I agree with JJay- while I start cautiously, avoid pavement work when I can and work up to it over time when I do utilize it, for a mature animal who has had years of basic work I think it can increase bone density and potentially benefit their overall fitness. I'm talking top athletes here, horses who are being asked to trot 13km for CDE and still come in sound and energetic at the end, not your normal 3 year old or trail driving horse. Pavement can be slippery and hard on hooves so of course you must take precautions against wearing down the hoof wall or any potential muscular strain or injury from a slip. Wearing hoof boots is good, so is working OFF the pavement as much as possible!! None of us likes pounding the pavement but for many of us it's the only way to get to the few places we can work our horses and there's no sense pussy-footing along for the natural life of the horse if they're comfortable and ready to go faster.

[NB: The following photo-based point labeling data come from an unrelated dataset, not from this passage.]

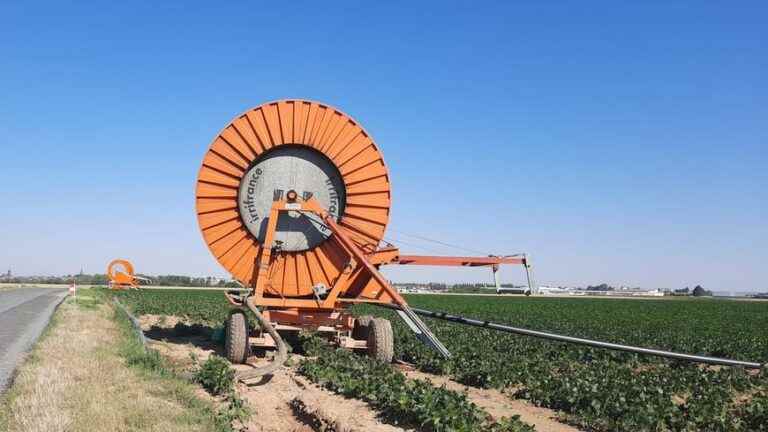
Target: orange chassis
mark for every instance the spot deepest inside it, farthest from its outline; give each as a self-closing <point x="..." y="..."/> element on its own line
<point x="360" y="282"/>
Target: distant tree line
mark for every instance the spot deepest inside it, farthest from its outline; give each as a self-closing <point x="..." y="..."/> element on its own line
<point x="101" y="279"/>
<point x="697" y="291"/>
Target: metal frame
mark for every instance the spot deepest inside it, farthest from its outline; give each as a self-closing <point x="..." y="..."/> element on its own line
<point x="359" y="282"/>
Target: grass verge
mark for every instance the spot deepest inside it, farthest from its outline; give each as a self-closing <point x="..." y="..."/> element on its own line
<point x="89" y="372"/>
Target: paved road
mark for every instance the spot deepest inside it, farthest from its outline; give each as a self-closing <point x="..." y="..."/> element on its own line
<point x="24" y="314"/>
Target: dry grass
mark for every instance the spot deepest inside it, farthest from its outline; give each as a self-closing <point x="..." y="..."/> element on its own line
<point x="75" y="380"/>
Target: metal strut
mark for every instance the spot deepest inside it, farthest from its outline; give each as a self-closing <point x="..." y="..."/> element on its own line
<point x="581" y="341"/>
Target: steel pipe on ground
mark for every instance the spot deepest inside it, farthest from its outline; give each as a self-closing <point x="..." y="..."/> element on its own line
<point x="588" y="342"/>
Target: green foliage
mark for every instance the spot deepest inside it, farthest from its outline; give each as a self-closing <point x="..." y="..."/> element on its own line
<point x="196" y="306"/>
<point x="599" y="389"/>
<point x="216" y="375"/>
<point x="413" y="403"/>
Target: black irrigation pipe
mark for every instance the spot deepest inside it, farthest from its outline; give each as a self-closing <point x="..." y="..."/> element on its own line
<point x="588" y="342"/>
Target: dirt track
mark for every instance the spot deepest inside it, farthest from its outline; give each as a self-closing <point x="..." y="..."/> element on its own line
<point x="288" y="402"/>
<point x="24" y="314"/>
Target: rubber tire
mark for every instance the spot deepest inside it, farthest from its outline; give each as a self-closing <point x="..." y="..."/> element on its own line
<point x="236" y="338"/>
<point x="381" y="344"/>
<point x="362" y="327"/>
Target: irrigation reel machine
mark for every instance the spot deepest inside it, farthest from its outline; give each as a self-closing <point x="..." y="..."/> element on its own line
<point x="293" y="199"/>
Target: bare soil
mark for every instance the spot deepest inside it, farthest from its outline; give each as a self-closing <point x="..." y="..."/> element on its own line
<point x="288" y="402"/>
<point x="281" y="402"/>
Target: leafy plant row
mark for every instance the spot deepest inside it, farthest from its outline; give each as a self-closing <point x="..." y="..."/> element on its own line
<point x="598" y="389"/>
<point x="408" y="402"/>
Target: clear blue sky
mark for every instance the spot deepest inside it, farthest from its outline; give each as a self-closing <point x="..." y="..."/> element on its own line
<point x="621" y="143"/>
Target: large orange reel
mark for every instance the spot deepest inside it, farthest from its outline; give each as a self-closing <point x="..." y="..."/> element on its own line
<point x="300" y="145"/>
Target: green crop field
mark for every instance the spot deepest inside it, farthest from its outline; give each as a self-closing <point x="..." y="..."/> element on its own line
<point x="596" y="389"/>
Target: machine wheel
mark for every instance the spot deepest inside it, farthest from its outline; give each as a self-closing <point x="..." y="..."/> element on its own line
<point x="381" y="340"/>
<point x="236" y="338"/>
<point x="362" y="327"/>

My riding horse was never allowed to trot on pavement, but he was about 750lbs heavier and carrying a rider to boot and he always made it clear that he found it uncomfortable. I think the larger the animal, the harder pavement work probably is on them and the more it should be avoided. That wasn't too hard with a riding horse as he could easily fit on most of the verges where my cart cannot safely go! I led my 4 year old mini down the road at walk and trot for a long time when I got him, then long-lined him, then drove him, at first mostly walking on the pavement and trotting when we reached grassy verges. He's very tenderfooted but I always got the impression that it was more his joints than his feet that found it uncomfortable to move out on pavement just as it had been for the riding horse. However after a few years of off-road conditioning work and regular pavement drives he stopped pulling up when we reached those cross-streets and then started to show me a true "road trot" on the pavement all on his own and got annoyed if I tried to pull him up. I kept his feet longer to help with the wear and post-trimming tenderness and I know that helped, but I think his legs had toughened and were ready for it.

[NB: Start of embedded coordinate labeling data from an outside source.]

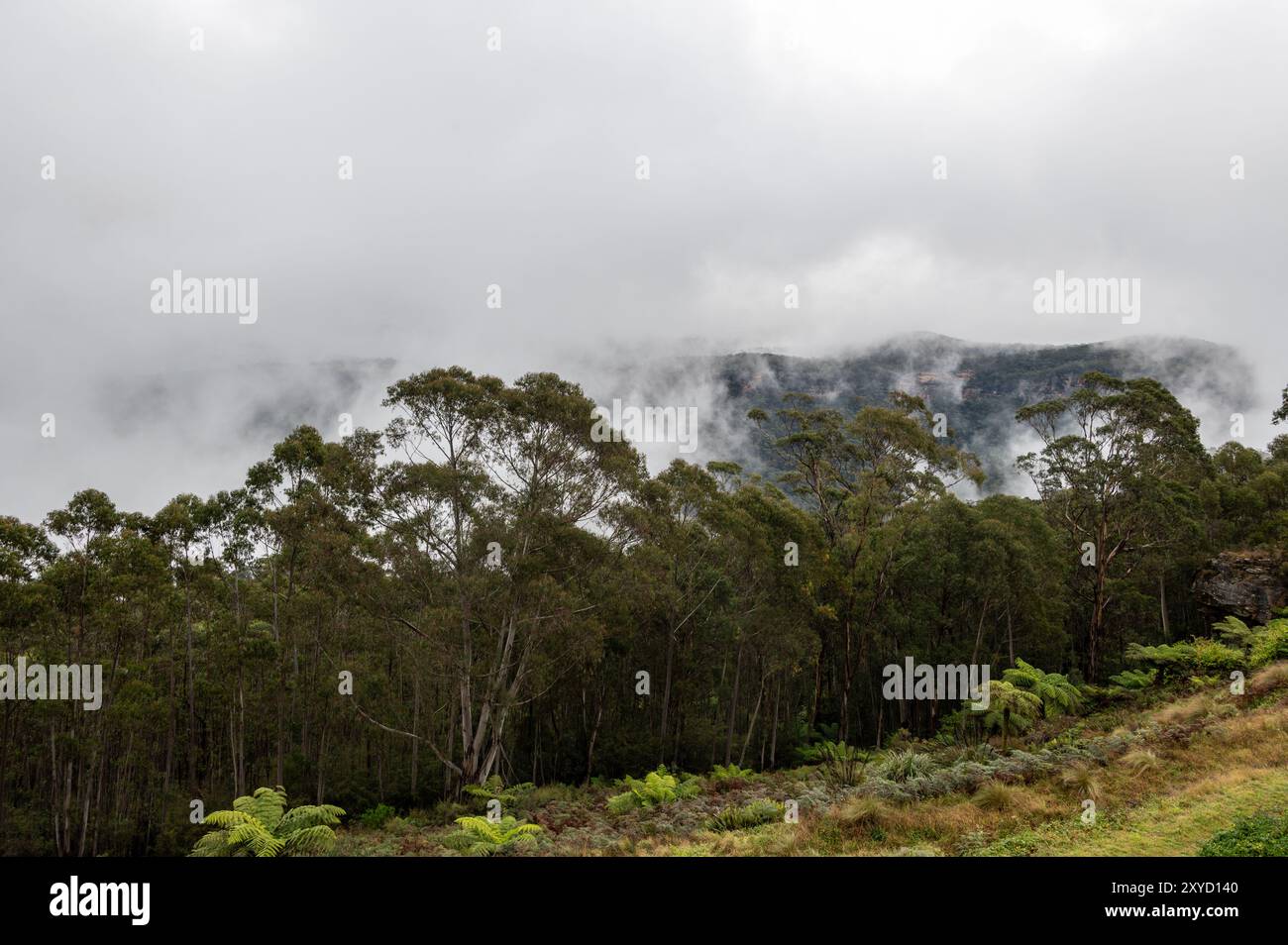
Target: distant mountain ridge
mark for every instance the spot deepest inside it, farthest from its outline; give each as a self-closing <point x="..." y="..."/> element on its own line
<point x="979" y="386"/>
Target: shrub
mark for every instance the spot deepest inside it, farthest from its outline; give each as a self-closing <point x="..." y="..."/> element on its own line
<point x="1256" y="836"/>
<point x="841" y="764"/>
<point x="1082" y="779"/>
<point x="996" y="797"/>
<point x="1269" y="644"/>
<point x="728" y="772"/>
<point x="906" y="766"/>
<point x="748" y="815"/>
<point x="375" y="817"/>
<point x="1133" y="679"/>
<point x="1140" y="761"/>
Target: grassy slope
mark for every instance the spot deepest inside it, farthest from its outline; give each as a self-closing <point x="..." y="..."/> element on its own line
<point x="1206" y="761"/>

I take the yearling I've got now for walks down that same road and we always do a little trotting in hand up the hill on the way back home; it doesn't seem to bother him any more than it did Kody. I figure in a few years when he starts driving he'll have a good foundation laid for bone remodeling but I will not ask him to trot on pavement hitched until he wants to and then only when I think it's more than bravado speaking. On the one hand I don't want to wrap my horses in cotton wool; on the other hand I think it's important not to let them overdo it. Use your common sense, spare them when you can (which is 99% of the time) and never force a horse to trot on pavement but if they want to and the conditions are good then I really see no harm in letting them. Just be sure to pull them up as soon as they start to flag and don't let them overdo it.

Leia


----------



## MiLo Minis (Dec 29, 2009)

Horse's hooves are designed to absorb shock and concussion from travelling at speed on hard ground. If your horse's feet are in good condition and unshod you shouldn't have any problem with travelling on asphalt (cement is another story) _provided you work up to it gradually_. Shoes only add to concussion and prevent shock absorption so they are not the answer. The biggest problem is that our horses, on a whole, are kept on SOFT ground and don't see much in the way of rocky/hard terrain except when we do take them out driving so their feet are not in the best condition they could be.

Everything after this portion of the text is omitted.